Trop diplômé pour endosser le costume de la rousse mascotte d'une célèbre banque française pour satisfaire les besoins alimentaires, voire de payer le loyer d'un appartement minable dans la ville qui l'avait vu naître et pas assez ''expérimenté'' pour décrocher le poste rêvé, derrière un bureau, à l'abri des regards, dans un réduis à la dérobée, qui le préserverait de la présence de l'Autre.

Gabriel ne voulait plus enseigner et céder à la pression parentale, aussi douce soit-elle. Gabriel en avait décidément assez de revoir ses exigences à la baisse. En réalité, Gabriel était un artiste.
Comme à peu près tous les gens issus de cursus littéraires, lesquels forts de leurs diplômes du baccalauréat caressent des rêves de gloire. Acteurs, peintres, réalisateurs, écrivains et autres musiciens. La caste pas si privée de "Ceux-qui-refusent-de-se-satisfaire-de-petits-riens", des plaisirs simples de la vie, jamais rassasiés dans leurs recherches d'ailleurs étranges ou de réalités biscornues qui les rendent aussi navrants que passionnants au yeux du Commun. Compliqués. A mener des quêtes désespérées. A croire dans ces quêtes. A monter leurs coeurs en bannière. Et pompent indéfiniment. Chacun selon ses propres valeurs. Pour la passion ou pour le fric, pour la passion du fric, ou l'amour de soi, ou la pureté dans leur art...Qui sait?
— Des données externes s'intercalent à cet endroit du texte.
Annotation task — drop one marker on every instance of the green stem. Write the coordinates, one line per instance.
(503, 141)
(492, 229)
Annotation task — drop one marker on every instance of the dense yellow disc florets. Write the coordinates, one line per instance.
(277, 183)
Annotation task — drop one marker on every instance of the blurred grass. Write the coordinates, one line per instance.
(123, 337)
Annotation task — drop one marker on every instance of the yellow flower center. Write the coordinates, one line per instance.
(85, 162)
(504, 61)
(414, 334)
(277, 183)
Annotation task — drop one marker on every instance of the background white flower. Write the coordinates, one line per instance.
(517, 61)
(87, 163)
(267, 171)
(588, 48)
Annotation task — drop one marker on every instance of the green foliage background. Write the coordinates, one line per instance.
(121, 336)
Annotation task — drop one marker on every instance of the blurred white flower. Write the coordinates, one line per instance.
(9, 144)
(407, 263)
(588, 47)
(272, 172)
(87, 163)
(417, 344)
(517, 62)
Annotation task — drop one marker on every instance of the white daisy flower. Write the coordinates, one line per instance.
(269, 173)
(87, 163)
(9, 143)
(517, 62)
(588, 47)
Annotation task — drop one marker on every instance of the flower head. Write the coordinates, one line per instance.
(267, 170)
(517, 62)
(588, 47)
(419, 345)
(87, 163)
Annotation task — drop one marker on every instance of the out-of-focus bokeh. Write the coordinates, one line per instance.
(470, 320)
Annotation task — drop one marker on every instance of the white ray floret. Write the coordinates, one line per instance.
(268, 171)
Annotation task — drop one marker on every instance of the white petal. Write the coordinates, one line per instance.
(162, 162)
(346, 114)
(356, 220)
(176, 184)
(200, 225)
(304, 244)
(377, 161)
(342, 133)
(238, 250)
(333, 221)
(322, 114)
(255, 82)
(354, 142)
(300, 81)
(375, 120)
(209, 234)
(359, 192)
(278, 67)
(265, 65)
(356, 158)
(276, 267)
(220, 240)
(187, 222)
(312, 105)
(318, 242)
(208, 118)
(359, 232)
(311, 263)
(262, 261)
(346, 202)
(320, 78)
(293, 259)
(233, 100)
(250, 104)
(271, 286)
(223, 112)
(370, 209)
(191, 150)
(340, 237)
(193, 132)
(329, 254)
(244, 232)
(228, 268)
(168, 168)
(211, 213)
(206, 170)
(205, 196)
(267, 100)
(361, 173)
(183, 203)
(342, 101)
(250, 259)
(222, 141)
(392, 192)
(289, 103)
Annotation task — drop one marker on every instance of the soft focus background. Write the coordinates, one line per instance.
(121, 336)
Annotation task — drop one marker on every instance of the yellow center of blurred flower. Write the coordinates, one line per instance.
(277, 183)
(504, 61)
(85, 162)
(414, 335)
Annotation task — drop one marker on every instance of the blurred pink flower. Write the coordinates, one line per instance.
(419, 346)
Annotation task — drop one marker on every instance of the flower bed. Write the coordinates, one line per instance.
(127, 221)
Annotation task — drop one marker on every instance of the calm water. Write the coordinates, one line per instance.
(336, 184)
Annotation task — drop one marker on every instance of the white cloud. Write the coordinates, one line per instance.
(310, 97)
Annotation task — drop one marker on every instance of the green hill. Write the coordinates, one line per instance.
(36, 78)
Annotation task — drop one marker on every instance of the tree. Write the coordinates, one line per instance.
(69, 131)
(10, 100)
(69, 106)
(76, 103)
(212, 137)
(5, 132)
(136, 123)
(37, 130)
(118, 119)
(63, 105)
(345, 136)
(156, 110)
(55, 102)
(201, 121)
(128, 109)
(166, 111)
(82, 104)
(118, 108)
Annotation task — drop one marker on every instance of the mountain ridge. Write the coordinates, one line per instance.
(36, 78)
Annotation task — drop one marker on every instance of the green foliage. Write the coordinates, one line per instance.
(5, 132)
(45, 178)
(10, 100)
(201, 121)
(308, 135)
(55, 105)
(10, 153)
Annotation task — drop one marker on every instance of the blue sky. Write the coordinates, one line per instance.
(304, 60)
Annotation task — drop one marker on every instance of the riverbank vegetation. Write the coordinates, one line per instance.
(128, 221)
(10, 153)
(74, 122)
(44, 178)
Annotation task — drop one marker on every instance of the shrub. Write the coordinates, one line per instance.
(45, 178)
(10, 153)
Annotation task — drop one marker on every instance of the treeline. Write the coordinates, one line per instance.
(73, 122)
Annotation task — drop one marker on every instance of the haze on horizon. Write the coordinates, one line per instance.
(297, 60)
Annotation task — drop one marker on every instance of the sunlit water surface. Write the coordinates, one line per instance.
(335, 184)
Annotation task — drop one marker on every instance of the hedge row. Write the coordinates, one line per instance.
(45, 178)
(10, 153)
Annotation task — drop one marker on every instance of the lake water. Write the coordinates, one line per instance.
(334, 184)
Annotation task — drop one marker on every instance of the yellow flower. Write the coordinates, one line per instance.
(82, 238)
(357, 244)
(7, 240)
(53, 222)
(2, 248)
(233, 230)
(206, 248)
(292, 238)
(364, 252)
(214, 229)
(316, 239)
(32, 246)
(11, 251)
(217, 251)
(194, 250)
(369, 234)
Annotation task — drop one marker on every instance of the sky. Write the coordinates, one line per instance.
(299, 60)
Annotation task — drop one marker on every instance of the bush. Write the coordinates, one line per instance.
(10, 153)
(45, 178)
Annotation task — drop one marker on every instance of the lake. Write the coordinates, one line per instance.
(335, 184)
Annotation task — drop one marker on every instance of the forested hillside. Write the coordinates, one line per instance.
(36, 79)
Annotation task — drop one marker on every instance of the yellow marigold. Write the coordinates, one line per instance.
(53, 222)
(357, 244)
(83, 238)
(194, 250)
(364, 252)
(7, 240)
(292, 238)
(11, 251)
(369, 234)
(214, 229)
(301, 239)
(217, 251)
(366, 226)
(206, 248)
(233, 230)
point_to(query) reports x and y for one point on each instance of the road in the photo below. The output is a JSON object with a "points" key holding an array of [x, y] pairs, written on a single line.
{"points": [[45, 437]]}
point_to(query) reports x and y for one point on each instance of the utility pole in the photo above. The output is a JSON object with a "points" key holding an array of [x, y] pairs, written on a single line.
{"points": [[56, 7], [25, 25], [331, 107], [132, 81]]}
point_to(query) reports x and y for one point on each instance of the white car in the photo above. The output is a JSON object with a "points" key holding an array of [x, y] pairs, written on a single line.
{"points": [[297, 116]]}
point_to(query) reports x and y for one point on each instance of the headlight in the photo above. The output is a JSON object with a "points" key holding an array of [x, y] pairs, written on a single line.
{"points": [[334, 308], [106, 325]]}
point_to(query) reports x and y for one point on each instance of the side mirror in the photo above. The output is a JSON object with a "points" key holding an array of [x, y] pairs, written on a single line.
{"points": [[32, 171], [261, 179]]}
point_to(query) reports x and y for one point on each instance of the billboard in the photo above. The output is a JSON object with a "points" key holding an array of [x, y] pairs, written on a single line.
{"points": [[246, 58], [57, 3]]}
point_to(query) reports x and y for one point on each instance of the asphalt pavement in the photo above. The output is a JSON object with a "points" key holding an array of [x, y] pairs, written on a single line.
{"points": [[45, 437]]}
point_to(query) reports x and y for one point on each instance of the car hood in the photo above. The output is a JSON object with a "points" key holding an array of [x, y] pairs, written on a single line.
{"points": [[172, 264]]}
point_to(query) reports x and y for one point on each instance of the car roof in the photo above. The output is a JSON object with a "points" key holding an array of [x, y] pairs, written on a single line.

Pomper, ouais. Au sens figuré. Et au sens propre, également. Tour à tour. Mère Maquerelle. Dissimulée. Jézabel. Et en beauté. Pompez l'up! Allez hop! Comme les Shadocks qui en sont une pertinente allégorie. Ainsi, avec un escalier prévu pour la montée, on réussit souvent à monter plus bas qu'avec un escalier prévu pour la descente. Gabriel, perdu dans ses pensées, se surprenait parfois à construire ce genre de réflexions.
Pas de doute, il était donc de ceux-là et son amour de la littérature faisait qu'il s'identifiait à quasiment tous les personnages jeunes, beaux et en quête de reconnaissance qu'il croisait entre les lignes.
Il ne pouvait nier qu'il avait ce "petit quelque chose" de plus que les autres, il avait du talent! Il voyait son nom s'inscrire dans le continuum espace-temps et son ombre projetée par delà celle des Grands.

Quand il est arrivé à l'Université, il s'était rapidement convaincu qu'il n'avait rien à y faire, qu'il perdait son temps. Il avait tout de même essayé par acquit de conscience de faire son boulot correctement. Mais en vain. La flemme olympique. Le négotium. Le forçat forcé. Et le devoir, qui vous tient pieds et poings liés.

Il s'était alors répété que tout cela n'était que temporaire, qu'en attendant, il ne faisait pas de peine à sa mère et que viendrait bientôt le jour où il prouverait qui il était et ce dont il était capable.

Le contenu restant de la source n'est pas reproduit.